It’s good to see transport ministers plugging the recently nationalised rail franchises in advance of Great British Railways (GBR), which was of course a Tory invention. But are the improvements claimed for what the Department for Transport (DfT) is calling South Eastern Railway all they are cracked up to be?
South Eastern Railway is what you get when Southeastern trains and Network Rail Kent “unite under a single leadership team”.
The DfT says that with Southeastern under public ownership it has been able to work increasingly closely with Network Rail for over a year.
This collaborative approach has resulted in greater efficiency with better, faster decisions for customers and taxpayers, leading to an improved railway. For example:
- consistently low levels of cancellations
- customer satisfaction at 86%
- subsidy required to operate Southeastern expected to reduce by £50 million year on year

There’s no detail behind “consistently low levels of cancellations”, except that it is said elsewhere to be “some of the lowest cancellation rates nationally”.

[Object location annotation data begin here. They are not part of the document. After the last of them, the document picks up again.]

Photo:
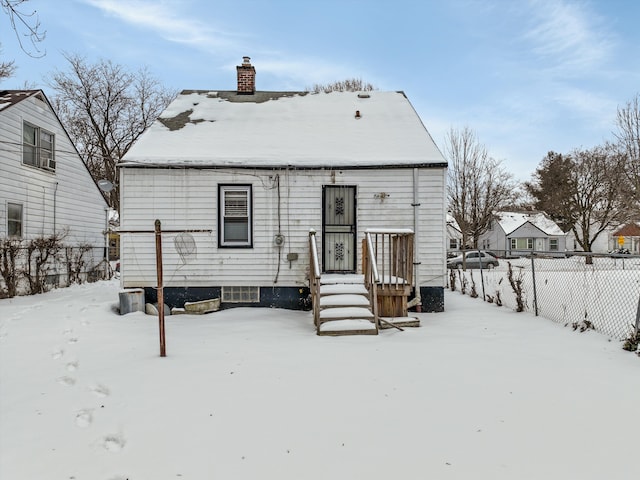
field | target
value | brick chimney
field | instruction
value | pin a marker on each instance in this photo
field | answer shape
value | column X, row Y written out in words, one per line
column 246, row 77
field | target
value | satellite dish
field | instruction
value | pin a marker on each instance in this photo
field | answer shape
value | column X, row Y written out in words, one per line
column 105, row 185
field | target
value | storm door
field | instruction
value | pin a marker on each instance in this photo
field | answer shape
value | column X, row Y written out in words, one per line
column 339, row 229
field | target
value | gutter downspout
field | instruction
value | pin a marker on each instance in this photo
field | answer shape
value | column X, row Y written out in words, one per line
column 106, row 243
column 55, row 201
column 417, row 299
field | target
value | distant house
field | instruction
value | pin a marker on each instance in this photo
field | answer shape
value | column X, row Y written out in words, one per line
column 45, row 186
column 454, row 236
column 627, row 237
column 241, row 177
column 516, row 233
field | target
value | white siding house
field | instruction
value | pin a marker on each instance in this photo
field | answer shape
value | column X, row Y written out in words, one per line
column 517, row 233
column 246, row 175
column 45, row 186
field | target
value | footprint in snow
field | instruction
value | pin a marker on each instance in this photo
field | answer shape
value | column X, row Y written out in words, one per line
column 57, row 353
column 84, row 418
column 67, row 381
column 99, row 390
column 113, row 443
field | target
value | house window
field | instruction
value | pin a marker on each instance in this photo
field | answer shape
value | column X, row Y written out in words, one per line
column 522, row 244
column 38, row 147
column 14, row 220
column 235, row 216
column 241, row 294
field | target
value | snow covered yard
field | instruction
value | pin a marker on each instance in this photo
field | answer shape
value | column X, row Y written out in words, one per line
column 476, row 392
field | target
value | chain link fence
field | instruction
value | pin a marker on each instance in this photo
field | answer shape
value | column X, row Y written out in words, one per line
column 26, row 270
column 584, row 290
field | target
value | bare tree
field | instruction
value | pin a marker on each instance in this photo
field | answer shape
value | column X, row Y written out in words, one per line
column 477, row 184
column 24, row 25
column 105, row 108
column 628, row 136
column 551, row 189
column 7, row 69
column 582, row 191
column 348, row 85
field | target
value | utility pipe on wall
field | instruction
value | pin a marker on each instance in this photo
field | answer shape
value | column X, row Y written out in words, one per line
column 417, row 300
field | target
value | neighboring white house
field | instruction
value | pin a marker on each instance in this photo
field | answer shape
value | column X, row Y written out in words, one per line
column 45, row 186
column 454, row 236
column 516, row 233
column 251, row 172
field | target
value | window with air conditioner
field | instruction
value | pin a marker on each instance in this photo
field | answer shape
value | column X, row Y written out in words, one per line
column 14, row 220
column 235, row 216
column 38, row 147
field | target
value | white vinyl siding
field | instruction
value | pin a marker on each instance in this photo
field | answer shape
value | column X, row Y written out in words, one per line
column 66, row 199
column 522, row 244
column 235, row 216
column 188, row 199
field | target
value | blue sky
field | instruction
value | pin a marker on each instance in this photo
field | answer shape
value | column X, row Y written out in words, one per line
column 528, row 76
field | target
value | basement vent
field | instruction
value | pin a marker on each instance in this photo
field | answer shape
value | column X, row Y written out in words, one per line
column 240, row 294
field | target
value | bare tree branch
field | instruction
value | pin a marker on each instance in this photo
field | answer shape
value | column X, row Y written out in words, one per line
column 628, row 136
column 582, row 191
column 477, row 185
column 105, row 108
column 348, row 85
column 25, row 25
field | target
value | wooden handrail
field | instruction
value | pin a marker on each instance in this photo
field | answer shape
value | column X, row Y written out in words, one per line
column 392, row 250
column 314, row 277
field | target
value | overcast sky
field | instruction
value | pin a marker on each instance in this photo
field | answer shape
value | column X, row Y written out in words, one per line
column 529, row 76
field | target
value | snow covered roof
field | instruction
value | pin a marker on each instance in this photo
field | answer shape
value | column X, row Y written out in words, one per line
column 298, row 129
column 511, row 221
column 11, row 97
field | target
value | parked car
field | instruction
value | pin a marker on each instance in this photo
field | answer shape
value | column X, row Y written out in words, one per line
column 474, row 259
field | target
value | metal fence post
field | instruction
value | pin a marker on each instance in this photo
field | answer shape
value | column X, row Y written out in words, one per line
column 484, row 299
column 533, row 275
column 637, row 319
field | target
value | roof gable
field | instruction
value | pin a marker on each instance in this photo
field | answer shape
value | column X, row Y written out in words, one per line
column 298, row 129
column 512, row 221
column 8, row 98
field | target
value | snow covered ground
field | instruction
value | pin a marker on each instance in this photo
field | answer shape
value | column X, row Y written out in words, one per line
column 476, row 392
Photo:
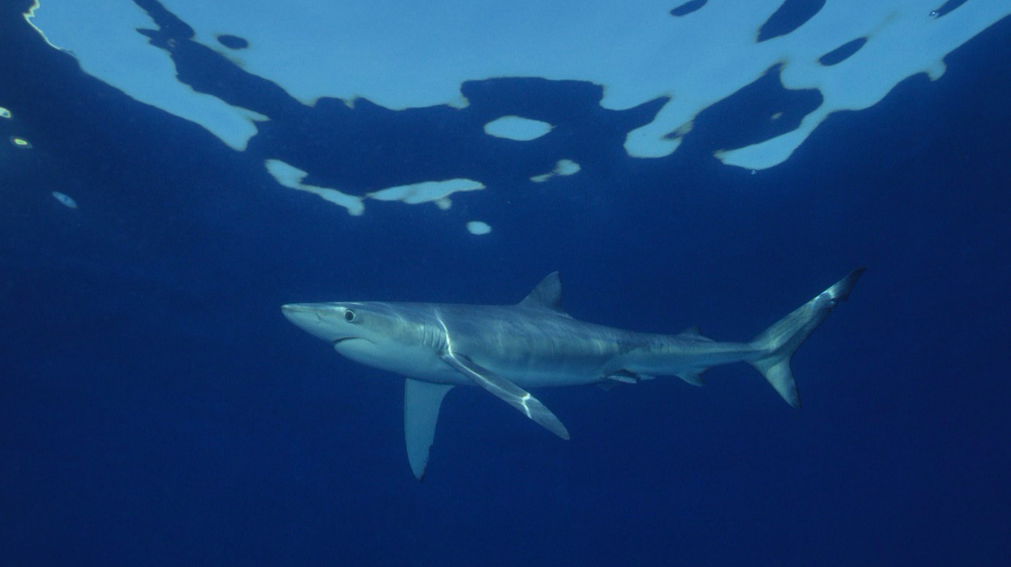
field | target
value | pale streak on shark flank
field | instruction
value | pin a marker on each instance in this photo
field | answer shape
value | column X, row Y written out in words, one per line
column 506, row 349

That’s a similar claim to boasting about an 86% customer satisfaction rate, which is barely above the national average 85% in the latest Transport Focus survey.
As for an expected reduction in subsidy, that’s happening on a national level.
The DfT says this “new integrated, collaborative approach across the south-east sets the path for how GBR will operate”, which raises the question of whether setting up GBR is really necessary.
Under the Tories, the DfT often pointed out how much could be done in the meantime and maybe Labour ministers are thinking on the same lines, with GBR not expected until at least the end of next year.